• Lugongo Maurice Wafula University of Nairobi
  • Dr. Sifunjo E Kisaka University of Nairobi



Price clustering, stock volatility, securities exchange


Purpose: The purpose of this study was to empirically investigate price clustering phenomenon on the Nairobi Securities Exchange for the period 2009 to 2013.

Materials and methods: The study used secondary sources of data obtained from the Nairobi Securities exchange. The study revealed that there has been a preference by investors for stock whose prices end with the digit 5 and this accounted for 67.88 percent of all the stocks examined and was followed by stocks whose prices ended with the digit 0 which accounted for 4.55 percent. In order to establish the determinants of this observed behavior a multivariate regression model used by Harris (1991) was adopted where price clustering was regressed against stock volatility, number of trades, market capitalization, and own stock price.

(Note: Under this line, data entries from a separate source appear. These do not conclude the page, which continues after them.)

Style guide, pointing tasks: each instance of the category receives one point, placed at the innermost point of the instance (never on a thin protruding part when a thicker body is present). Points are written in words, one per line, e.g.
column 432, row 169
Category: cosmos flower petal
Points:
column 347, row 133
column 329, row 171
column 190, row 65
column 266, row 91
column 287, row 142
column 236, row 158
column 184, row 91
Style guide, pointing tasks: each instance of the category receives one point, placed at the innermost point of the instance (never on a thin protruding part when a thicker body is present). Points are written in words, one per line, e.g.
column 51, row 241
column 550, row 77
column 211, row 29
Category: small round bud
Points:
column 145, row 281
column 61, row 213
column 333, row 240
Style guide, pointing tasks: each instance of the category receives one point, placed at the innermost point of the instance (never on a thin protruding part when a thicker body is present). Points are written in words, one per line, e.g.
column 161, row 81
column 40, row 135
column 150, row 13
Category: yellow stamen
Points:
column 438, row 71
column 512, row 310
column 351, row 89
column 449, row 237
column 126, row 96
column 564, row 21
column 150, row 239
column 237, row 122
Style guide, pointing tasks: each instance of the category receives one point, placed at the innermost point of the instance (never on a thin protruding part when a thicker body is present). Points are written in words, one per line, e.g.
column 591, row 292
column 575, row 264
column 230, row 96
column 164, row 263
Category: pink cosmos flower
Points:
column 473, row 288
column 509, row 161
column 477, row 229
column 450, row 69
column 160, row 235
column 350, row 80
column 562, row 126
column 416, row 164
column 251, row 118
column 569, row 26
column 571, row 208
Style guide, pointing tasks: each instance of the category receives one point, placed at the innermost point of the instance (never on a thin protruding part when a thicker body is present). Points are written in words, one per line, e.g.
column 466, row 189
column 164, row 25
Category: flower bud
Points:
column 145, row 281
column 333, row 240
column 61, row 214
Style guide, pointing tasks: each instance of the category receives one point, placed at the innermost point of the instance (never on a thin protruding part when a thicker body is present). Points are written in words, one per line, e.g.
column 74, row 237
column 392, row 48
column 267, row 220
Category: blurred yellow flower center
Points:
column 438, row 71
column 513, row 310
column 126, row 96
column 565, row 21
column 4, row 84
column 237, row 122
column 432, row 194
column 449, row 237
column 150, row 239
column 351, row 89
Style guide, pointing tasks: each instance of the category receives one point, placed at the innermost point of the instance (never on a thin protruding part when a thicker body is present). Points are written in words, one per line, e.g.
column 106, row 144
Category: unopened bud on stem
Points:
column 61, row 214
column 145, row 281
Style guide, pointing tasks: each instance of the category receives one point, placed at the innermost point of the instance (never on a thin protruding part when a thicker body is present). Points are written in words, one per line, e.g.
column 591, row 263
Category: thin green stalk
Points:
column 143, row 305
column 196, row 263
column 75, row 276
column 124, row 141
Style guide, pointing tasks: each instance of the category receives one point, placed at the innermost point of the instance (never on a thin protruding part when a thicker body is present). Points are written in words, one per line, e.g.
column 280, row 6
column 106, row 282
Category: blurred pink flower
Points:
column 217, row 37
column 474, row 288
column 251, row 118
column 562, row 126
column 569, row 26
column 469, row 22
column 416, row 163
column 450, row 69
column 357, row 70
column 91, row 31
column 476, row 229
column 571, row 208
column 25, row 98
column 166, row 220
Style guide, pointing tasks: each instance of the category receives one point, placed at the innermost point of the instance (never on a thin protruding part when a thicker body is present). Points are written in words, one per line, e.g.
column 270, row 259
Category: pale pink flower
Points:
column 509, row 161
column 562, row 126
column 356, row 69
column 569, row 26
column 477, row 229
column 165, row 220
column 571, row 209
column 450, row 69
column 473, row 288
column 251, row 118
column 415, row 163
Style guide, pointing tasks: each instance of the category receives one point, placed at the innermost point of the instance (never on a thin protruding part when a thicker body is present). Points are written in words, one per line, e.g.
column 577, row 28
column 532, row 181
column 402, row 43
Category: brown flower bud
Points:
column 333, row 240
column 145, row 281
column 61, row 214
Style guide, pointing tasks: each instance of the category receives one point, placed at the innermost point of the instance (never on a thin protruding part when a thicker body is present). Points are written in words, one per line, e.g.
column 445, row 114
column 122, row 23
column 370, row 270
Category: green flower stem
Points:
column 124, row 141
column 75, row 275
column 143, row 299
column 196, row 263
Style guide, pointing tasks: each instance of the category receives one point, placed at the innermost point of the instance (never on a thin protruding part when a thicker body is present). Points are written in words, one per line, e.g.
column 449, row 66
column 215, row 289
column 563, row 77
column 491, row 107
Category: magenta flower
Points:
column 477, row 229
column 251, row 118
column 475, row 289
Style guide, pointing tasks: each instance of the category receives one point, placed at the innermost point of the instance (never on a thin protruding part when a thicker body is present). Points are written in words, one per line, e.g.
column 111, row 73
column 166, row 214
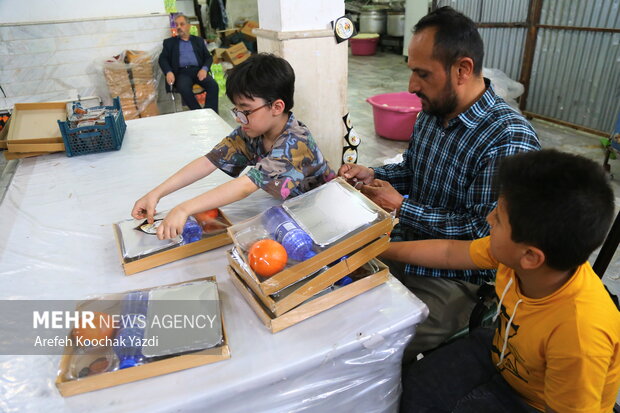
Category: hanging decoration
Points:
column 351, row 141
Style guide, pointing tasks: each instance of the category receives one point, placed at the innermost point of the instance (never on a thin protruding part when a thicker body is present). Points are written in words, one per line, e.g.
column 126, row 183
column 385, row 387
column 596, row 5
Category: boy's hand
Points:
column 354, row 174
column 383, row 194
column 173, row 224
column 145, row 207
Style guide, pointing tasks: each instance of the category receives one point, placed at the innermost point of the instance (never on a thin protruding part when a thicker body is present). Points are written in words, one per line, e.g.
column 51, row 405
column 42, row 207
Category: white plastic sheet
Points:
column 57, row 242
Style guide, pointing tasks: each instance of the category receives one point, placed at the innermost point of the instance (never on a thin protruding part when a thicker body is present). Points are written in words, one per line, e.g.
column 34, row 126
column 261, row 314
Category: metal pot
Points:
column 372, row 21
column 396, row 23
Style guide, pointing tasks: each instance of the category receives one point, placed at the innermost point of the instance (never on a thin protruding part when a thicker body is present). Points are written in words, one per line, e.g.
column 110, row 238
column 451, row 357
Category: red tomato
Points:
column 267, row 257
column 104, row 327
column 207, row 220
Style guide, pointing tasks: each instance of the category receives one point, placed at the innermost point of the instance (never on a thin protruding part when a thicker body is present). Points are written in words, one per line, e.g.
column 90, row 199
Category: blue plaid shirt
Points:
column 448, row 175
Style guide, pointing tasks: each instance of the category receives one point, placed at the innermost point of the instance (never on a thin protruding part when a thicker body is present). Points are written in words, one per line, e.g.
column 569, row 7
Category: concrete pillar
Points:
column 300, row 32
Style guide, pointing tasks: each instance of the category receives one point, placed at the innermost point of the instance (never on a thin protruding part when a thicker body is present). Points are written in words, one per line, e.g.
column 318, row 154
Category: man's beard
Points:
column 443, row 105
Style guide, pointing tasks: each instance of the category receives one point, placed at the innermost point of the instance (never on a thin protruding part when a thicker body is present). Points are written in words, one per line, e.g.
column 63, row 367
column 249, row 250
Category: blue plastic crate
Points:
column 97, row 138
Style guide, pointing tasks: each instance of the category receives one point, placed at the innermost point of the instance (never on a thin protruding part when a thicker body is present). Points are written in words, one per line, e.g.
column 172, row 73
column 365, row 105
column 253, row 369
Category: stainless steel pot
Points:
column 396, row 23
column 373, row 21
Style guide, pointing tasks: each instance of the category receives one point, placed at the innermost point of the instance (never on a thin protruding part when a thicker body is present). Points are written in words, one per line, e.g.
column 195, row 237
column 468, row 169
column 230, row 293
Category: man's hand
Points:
column 354, row 174
column 384, row 195
column 173, row 224
column 145, row 207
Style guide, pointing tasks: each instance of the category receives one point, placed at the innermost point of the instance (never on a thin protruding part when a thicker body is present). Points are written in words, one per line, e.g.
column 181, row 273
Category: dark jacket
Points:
column 169, row 57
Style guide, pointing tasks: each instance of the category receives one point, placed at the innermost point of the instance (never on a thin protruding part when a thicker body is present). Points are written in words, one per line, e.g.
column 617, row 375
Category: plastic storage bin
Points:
column 364, row 44
column 97, row 138
column 395, row 114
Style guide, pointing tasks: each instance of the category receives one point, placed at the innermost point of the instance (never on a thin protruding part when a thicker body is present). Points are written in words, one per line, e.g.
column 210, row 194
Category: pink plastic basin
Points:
column 364, row 47
column 395, row 114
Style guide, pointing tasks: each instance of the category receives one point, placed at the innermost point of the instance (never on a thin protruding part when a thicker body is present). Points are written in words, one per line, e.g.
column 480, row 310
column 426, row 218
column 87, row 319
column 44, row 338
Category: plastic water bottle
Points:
column 284, row 229
column 131, row 330
column 192, row 231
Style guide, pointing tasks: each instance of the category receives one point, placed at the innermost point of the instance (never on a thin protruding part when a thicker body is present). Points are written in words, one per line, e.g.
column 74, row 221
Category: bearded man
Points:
column 444, row 186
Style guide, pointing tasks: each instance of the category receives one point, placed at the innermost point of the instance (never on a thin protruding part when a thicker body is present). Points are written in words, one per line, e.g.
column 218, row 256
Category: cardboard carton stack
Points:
column 143, row 81
column 130, row 76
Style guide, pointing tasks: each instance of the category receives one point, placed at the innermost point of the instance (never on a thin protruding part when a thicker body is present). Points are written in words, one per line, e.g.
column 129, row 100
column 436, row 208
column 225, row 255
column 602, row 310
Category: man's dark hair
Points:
column 558, row 202
column 456, row 37
column 264, row 76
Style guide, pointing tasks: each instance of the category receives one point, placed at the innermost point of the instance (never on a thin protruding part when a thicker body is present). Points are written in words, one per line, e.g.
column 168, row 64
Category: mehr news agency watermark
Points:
column 63, row 320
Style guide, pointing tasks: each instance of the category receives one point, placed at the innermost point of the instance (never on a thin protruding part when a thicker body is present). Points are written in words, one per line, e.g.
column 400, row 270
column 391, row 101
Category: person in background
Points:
column 442, row 189
column 185, row 61
column 556, row 347
column 285, row 159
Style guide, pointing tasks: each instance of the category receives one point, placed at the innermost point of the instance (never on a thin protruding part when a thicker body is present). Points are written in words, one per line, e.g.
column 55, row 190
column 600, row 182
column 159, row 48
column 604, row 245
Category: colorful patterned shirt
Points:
column 294, row 165
column 448, row 175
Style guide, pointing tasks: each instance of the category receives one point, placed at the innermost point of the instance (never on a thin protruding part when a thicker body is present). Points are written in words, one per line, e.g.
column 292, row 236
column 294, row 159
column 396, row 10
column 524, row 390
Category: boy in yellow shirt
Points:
column 557, row 344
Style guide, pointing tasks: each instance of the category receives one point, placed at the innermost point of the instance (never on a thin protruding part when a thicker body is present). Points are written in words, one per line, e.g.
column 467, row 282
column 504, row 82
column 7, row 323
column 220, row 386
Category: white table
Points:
column 56, row 242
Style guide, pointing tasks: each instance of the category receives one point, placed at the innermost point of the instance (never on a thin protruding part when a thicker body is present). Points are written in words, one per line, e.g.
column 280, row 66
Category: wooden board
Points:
column 156, row 368
column 317, row 284
column 298, row 271
column 311, row 308
column 174, row 254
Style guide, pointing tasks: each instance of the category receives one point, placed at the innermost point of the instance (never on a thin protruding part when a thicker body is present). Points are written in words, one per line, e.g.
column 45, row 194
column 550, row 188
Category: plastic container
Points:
column 284, row 229
column 97, row 138
column 364, row 44
column 192, row 231
column 395, row 114
column 132, row 327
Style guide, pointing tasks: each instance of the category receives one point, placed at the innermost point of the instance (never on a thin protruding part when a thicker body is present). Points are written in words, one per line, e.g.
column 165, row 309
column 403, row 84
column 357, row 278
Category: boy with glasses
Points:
column 285, row 158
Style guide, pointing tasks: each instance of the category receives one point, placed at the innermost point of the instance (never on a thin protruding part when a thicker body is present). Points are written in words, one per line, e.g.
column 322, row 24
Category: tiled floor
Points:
column 387, row 72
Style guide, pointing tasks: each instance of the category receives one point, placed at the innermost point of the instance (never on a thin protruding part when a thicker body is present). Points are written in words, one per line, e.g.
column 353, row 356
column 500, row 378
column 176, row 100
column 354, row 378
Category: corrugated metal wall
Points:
column 575, row 74
column 503, row 47
column 576, row 77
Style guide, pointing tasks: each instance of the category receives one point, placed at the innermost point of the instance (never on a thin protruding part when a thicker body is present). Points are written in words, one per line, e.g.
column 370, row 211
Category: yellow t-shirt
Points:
column 563, row 350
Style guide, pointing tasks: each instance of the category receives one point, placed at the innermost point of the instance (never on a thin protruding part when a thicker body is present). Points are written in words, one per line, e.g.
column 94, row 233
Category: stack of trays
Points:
column 347, row 240
column 34, row 129
column 168, row 349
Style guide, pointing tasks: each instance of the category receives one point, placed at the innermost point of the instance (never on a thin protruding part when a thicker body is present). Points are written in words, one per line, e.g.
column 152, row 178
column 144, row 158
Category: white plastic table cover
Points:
column 56, row 242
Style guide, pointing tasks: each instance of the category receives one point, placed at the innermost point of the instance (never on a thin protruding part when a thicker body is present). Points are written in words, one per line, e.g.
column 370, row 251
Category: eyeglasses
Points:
column 242, row 115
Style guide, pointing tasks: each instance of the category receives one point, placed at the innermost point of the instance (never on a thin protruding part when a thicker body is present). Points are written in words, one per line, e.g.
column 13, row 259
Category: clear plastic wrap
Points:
column 134, row 76
column 308, row 223
column 57, row 243
column 142, row 327
column 138, row 239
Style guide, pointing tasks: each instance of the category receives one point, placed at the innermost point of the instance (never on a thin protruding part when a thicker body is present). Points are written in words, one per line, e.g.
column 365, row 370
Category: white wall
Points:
column 55, row 61
column 283, row 15
column 21, row 11
column 238, row 9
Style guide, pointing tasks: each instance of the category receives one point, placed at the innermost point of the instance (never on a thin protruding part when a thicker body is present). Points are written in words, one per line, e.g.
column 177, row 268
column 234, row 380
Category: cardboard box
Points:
column 117, row 78
column 155, row 368
column 4, row 133
column 174, row 254
column 128, row 104
column 34, row 127
column 310, row 286
column 311, row 307
column 150, row 110
column 247, row 30
column 345, row 245
column 236, row 54
column 218, row 55
column 144, row 93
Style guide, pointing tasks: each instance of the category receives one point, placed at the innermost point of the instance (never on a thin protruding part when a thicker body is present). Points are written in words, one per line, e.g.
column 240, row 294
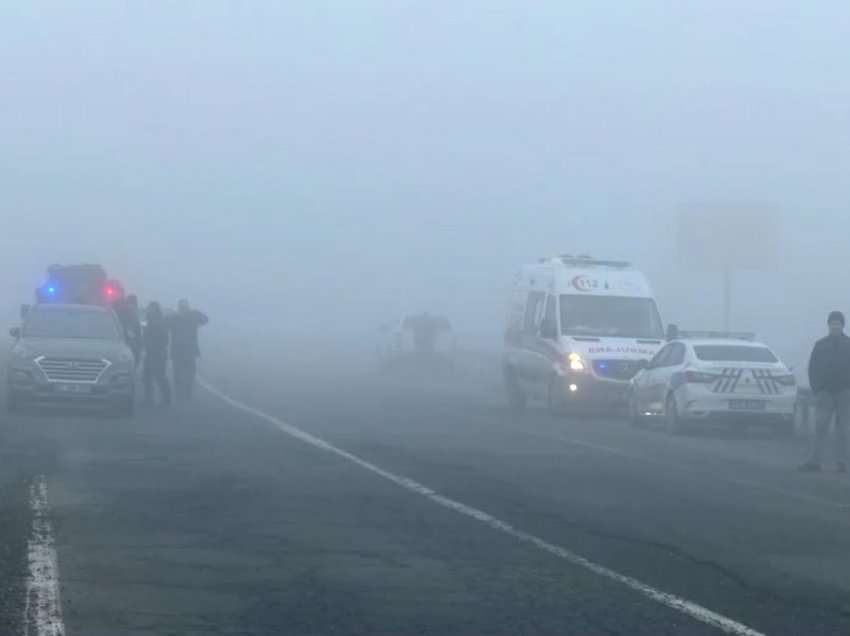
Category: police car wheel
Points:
column 672, row 421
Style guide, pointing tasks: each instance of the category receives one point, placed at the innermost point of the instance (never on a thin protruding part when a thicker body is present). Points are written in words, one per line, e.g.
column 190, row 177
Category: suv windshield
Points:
column 71, row 323
column 615, row 316
column 734, row 353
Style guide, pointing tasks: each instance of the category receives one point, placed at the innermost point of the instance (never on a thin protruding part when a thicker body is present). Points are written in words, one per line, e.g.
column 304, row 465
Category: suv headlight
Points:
column 21, row 352
column 576, row 362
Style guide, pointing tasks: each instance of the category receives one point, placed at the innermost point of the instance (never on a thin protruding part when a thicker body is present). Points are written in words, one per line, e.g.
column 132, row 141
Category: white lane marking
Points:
column 730, row 480
column 43, row 608
column 694, row 610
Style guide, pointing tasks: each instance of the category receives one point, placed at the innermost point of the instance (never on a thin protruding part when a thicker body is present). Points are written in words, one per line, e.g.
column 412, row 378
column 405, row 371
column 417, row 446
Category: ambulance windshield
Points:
column 611, row 316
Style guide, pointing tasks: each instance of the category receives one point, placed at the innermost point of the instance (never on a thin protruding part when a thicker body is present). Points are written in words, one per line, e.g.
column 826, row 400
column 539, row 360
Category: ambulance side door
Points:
column 528, row 369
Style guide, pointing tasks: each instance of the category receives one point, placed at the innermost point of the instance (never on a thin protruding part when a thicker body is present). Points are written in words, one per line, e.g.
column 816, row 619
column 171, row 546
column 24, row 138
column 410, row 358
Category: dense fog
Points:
column 313, row 169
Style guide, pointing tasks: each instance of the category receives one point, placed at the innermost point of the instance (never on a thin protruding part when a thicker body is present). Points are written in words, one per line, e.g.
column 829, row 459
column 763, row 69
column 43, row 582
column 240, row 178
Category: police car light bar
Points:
column 712, row 335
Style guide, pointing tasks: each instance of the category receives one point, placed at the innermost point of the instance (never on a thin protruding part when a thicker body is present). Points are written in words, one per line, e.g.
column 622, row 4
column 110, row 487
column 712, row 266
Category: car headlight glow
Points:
column 21, row 352
column 576, row 362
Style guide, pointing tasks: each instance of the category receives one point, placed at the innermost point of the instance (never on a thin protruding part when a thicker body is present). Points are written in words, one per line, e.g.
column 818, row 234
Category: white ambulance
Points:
column 578, row 330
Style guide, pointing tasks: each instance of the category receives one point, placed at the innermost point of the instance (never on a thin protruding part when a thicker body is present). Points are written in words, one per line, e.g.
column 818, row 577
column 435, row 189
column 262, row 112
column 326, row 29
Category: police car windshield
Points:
column 733, row 353
column 69, row 322
column 611, row 316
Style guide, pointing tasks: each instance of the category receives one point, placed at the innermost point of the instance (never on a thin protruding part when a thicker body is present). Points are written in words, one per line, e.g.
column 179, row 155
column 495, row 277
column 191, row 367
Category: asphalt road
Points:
column 209, row 519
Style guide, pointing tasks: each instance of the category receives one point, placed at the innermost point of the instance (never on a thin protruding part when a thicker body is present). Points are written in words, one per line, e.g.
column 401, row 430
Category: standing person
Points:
column 829, row 379
column 185, row 350
column 155, row 338
column 127, row 310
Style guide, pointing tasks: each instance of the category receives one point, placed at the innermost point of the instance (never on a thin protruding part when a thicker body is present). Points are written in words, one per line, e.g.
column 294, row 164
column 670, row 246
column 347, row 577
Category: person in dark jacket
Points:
column 127, row 310
column 185, row 349
column 155, row 337
column 829, row 379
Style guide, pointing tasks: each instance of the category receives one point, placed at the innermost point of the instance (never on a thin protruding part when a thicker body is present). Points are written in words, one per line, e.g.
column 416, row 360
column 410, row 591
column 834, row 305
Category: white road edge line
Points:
column 731, row 480
column 693, row 610
column 43, row 607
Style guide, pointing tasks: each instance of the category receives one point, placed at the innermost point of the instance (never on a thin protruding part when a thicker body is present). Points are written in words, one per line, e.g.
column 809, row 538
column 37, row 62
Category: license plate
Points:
column 76, row 389
column 747, row 405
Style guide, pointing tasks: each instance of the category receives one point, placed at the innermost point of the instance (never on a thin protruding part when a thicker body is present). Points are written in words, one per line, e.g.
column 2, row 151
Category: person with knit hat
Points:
column 829, row 379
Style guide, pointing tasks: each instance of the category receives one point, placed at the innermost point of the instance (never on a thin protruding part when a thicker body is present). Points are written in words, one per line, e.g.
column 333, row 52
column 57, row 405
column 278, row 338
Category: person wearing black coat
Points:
column 185, row 349
column 829, row 379
column 155, row 338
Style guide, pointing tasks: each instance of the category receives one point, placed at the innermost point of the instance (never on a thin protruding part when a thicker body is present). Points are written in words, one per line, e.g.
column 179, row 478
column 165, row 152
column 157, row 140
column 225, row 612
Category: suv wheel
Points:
column 673, row 423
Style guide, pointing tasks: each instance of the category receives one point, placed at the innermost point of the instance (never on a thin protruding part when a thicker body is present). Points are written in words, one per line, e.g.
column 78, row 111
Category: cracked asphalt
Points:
column 207, row 520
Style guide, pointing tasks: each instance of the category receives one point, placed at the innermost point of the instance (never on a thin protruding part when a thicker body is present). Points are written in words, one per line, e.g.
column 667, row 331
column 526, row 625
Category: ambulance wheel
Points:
column 517, row 400
column 672, row 422
column 637, row 420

Results: The regression results indicated that the number of trades as well as Market Capitalization was positive and significantly related to price clustering. The study also found the stock price to be negative and significantly related to price clustering. On the other hand, Stock volatility was established to be an insignificant predictor of price clustering. The multivariate regression model was found to be significant in explaining the observed relationship and that 15.4 percent of the variance in price clustering was explained by number of trades, stock volatility, own stock price and the market capitalization. The study finds that there is a tendency of prices to cluster around certain numbers as evidenced by the 67.88 percent of numbers clustering around the number 5 and that price clustering is positively related to number of trades

Recommendations: It is thus recommended that if firms are to increase the number of trades of their shares they should consider pricing their shares according to the preferences of investors who prefer shares or stocks whose prices ends with 5 or 0.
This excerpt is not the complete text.